# Hagg Lake offshoots?



## bismo37 (Mar 22, 2002)

Hey Portland area folks,

I've always wondered where the various roads shooting off from the Hagg Lake perimeter go. While looking at the area with mapmyride, I saw that there are quite a few interconnecting roads on the north-NW side of the lake. I see cars and trucks heading out there but never any cyclists.

Has anyone done a loop out on Sain Creek Rd or Scoggins Valley heaed towards Saddle Mtn, etc? Just curious if it's safe (ie. no loose farm dogs, speeding lumber trucks, hunting ********) 

Part of a route I made up passes through Brown's Camp OHV staging area... wtf is that?
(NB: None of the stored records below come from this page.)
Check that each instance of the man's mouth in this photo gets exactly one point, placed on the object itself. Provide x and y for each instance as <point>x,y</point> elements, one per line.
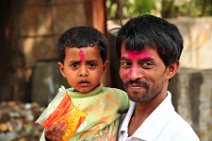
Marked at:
<point>84,83</point>
<point>137,85</point>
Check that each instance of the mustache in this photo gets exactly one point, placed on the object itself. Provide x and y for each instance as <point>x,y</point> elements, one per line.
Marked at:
<point>138,83</point>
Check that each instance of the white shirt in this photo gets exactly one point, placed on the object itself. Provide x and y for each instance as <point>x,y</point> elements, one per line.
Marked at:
<point>163,124</point>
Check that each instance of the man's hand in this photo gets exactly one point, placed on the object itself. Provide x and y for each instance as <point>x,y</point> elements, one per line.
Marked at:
<point>55,132</point>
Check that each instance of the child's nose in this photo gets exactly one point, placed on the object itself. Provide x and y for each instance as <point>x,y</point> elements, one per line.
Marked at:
<point>83,71</point>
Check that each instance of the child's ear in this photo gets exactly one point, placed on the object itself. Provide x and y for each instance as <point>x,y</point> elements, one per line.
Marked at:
<point>172,69</point>
<point>61,68</point>
<point>105,65</point>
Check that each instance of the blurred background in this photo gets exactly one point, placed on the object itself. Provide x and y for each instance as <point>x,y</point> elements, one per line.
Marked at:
<point>29,78</point>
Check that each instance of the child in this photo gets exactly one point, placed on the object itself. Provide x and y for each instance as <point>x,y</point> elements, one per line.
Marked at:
<point>83,60</point>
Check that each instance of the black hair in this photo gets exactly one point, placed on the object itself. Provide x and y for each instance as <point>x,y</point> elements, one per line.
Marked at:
<point>151,31</point>
<point>80,37</point>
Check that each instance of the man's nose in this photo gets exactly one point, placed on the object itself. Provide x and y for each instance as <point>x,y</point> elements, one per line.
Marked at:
<point>135,73</point>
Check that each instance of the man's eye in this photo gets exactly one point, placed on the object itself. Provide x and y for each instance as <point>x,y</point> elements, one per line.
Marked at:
<point>75,65</point>
<point>125,64</point>
<point>147,65</point>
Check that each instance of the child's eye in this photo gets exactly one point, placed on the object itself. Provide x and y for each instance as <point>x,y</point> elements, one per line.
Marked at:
<point>75,65</point>
<point>92,64</point>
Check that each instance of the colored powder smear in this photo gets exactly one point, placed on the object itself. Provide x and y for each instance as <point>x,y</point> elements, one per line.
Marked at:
<point>81,55</point>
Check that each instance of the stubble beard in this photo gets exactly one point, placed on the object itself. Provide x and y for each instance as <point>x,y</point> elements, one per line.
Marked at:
<point>146,95</point>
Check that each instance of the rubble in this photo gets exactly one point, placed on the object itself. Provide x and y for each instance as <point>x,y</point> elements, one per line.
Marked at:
<point>17,121</point>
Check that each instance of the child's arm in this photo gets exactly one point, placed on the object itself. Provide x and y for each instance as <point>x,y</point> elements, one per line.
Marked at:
<point>55,132</point>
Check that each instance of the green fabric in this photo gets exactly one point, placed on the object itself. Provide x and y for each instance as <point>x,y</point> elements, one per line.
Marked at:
<point>103,106</point>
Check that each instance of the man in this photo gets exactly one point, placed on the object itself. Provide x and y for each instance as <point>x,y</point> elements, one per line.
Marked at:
<point>149,49</point>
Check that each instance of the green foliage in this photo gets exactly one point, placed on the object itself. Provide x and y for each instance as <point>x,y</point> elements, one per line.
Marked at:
<point>165,8</point>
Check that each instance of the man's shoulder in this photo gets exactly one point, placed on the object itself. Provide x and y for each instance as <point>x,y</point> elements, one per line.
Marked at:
<point>179,129</point>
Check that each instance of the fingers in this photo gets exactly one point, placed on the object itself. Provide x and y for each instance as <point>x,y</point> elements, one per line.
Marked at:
<point>55,132</point>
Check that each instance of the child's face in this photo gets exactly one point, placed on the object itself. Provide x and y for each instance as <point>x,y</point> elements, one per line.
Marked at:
<point>83,68</point>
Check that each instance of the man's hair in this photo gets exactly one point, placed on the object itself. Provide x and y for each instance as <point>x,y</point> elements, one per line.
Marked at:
<point>151,31</point>
<point>81,37</point>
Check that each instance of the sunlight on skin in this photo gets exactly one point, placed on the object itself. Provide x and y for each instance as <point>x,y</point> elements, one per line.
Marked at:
<point>81,55</point>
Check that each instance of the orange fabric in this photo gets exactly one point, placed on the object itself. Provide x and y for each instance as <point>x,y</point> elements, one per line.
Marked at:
<point>67,113</point>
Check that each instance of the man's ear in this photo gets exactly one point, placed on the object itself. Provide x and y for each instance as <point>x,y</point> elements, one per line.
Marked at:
<point>61,68</point>
<point>172,69</point>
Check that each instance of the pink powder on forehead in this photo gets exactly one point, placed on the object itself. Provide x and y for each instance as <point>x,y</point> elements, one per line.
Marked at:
<point>135,54</point>
<point>81,55</point>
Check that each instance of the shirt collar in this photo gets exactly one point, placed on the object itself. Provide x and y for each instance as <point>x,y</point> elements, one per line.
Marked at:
<point>150,128</point>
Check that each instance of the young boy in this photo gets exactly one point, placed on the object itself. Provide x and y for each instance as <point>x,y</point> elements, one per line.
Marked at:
<point>83,60</point>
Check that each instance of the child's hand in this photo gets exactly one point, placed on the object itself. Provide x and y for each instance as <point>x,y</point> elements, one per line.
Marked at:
<point>55,132</point>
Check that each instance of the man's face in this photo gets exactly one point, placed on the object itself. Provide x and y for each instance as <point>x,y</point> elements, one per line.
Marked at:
<point>143,73</point>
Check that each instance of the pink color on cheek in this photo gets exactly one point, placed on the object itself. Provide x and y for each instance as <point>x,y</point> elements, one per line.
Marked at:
<point>137,55</point>
<point>81,55</point>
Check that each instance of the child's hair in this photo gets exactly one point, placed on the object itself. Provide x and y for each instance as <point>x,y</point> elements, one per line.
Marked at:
<point>80,37</point>
<point>151,31</point>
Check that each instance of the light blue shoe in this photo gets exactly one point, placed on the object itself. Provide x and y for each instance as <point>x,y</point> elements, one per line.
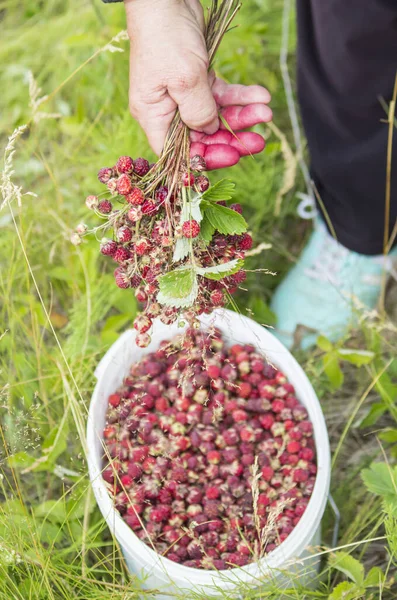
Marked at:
<point>326,288</point>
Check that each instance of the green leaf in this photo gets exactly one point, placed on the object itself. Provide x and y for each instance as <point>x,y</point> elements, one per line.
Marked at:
<point>350,566</point>
<point>380,479</point>
<point>206,230</point>
<point>222,190</point>
<point>346,591</point>
<point>225,220</point>
<point>356,357</point>
<point>261,312</point>
<point>222,270</point>
<point>324,344</point>
<point>333,370</point>
<point>20,460</point>
<point>375,412</point>
<point>389,435</point>
<point>375,577</point>
<point>178,288</point>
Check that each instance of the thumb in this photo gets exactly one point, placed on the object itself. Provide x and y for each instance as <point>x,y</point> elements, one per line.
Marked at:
<point>196,102</point>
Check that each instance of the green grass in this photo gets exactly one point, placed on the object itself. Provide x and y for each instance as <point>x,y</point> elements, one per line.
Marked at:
<point>54,543</point>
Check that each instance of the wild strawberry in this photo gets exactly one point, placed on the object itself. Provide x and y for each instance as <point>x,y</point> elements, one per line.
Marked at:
<point>121,255</point>
<point>143,340</point>
<point>202,183</point>
<point>161,194</point>
<point>108,247</point>
<point>105,174</point>
<point>135,197</point>
<point>149,207</point>
<point>214,457</point>
<point>141,166</point>
<point>124,185</point>
<point>188,179</point>
<point>190,229</point>
<point>197,163</point>
<point>125,164</point>
<point>142,323</point>
<point>124,234</point>
<point>267,473</point>
<point>213,492</point>
<point>105,207</point>
<point>142,247</point>
<point>122,281</point>
<point>217,298</point>
<point>134,214</point>
<point>245,242</point>
<point>91,202</point>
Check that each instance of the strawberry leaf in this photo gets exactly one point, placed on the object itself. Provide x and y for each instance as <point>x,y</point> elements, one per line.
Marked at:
<point>222,270</point>
<point>222,190</point>
<point>225,220</point>
<point>178,288</point>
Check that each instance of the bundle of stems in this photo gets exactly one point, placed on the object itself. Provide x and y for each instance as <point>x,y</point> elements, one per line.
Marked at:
<point>175,155</point>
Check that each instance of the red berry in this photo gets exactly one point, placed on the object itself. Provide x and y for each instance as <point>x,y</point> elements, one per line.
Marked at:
<point>293,447</point>
<point>124,185</point>
<point>213,492</point>
<point>190,229</point>
<point>197,163</point>
<point>105,207</point>
<point>121,255</point>
<point>108,247</point>
<point>245,242</point>
<point>149,207</point>
<point>142,246</point>
<point>124,234</point>
<point>135,197</point>
<point>141,166</point>
<point>217,298</point>
<point>202,183</point>
<point>267,473</point>
<point>161,194</point>
<point>143,340</point>
<point>142,323</point>
<point>105,174</point>
<point>114,400</point>
<point>213,457</point>
<point>125,164</point>
<point>188,179</point>
<point>121,278</point>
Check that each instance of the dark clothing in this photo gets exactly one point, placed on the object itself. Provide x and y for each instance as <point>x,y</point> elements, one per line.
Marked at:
<point>347,63</point>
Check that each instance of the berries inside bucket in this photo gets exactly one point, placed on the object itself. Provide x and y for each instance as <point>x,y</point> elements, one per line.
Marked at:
<point>208,453</point>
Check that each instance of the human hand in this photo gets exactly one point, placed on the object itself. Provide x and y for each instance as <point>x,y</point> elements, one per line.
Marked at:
<point>169,70</point>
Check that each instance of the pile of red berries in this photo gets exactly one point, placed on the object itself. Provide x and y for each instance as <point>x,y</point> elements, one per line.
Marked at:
<point>209,454</point>
<point>144,215</point>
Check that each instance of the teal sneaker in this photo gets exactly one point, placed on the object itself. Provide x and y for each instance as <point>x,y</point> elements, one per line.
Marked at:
<point>322,292</point>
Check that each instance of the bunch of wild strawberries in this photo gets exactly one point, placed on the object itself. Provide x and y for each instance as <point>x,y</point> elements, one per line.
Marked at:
<point>145,220</point>
<point>208,453</point>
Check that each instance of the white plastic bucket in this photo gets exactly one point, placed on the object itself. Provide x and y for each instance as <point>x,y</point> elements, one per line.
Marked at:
<point>284,564</point>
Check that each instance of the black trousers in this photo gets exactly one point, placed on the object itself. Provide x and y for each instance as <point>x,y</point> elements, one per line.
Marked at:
<point>347,65</point>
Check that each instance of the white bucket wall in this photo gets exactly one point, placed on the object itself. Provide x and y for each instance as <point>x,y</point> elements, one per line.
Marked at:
<point>161,574</point>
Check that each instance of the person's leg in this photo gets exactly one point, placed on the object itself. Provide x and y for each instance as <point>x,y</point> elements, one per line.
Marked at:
<point>347,62</point>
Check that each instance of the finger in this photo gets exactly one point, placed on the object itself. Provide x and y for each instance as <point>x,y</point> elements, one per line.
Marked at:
<point>220,156</point>
<point>242,117</point>
<point>155,120</point>
<point>248,142</point>
<point>196,102</point>
<point>227,94</point>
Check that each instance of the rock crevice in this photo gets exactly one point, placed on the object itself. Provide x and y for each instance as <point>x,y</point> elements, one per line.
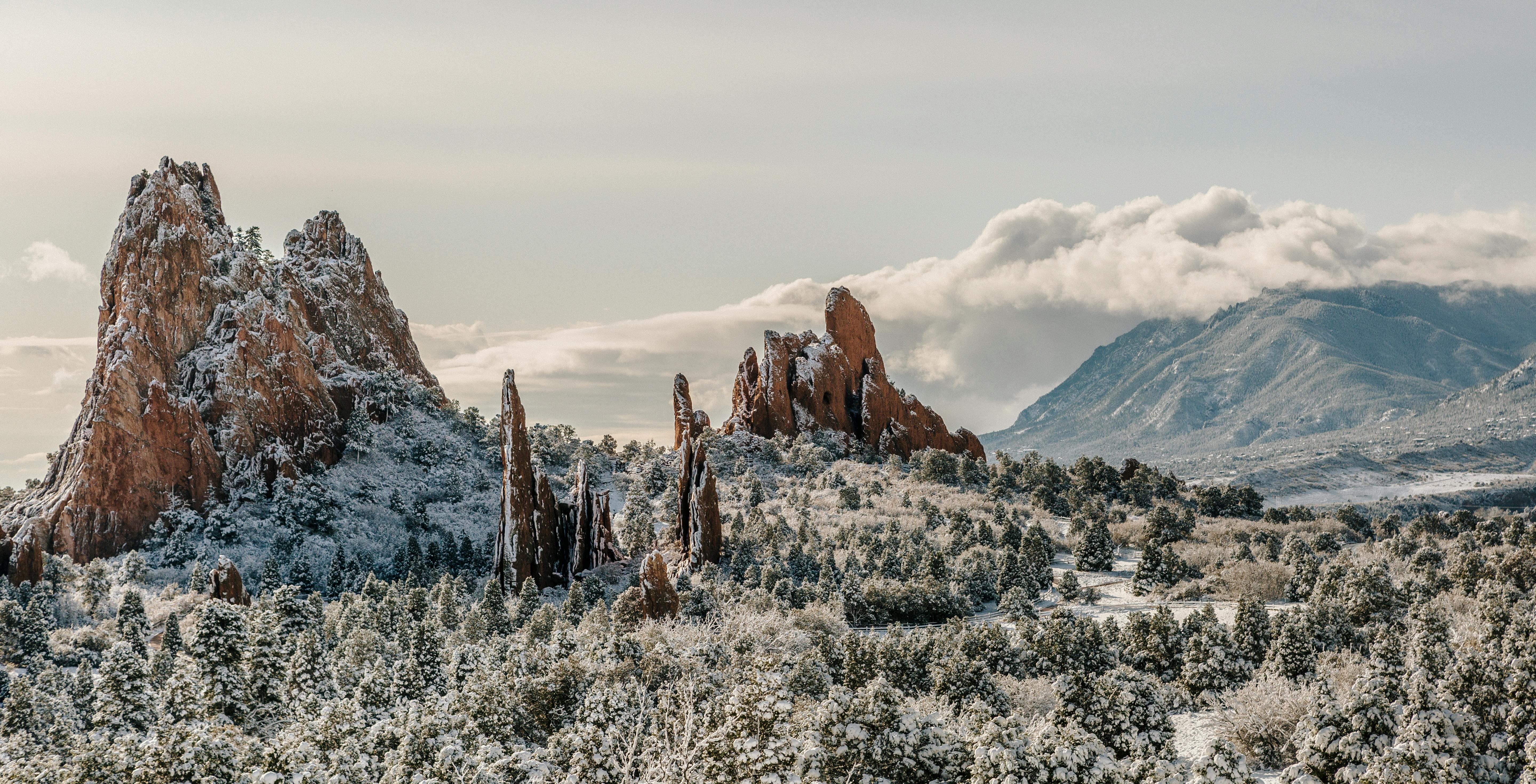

Different from the mtn biking area?

Here's just a sample:


----------



## jayteepee (Jun 11, 2011)

Not sure what it's like on any of those roads, but I always smile when I see Idiotville on the map.


----------



## bahueh (May 11, 2004)

oh, there are most definitely speeding log trucks back in there....and hunters the right time of year.
you should be able to hear them coming...the trucks that is.


----------



## Argentius (Aug 26, 2004)

Yes, there's some nice stuff out there. I've done Gaston - Cherry Grove(?) - Saddle Mountain, etc, plenty of times.

Fabulous on a hot summer day, it's nice and cool up in the mountains. 

I can't say I'd recommend it this time of year!


----------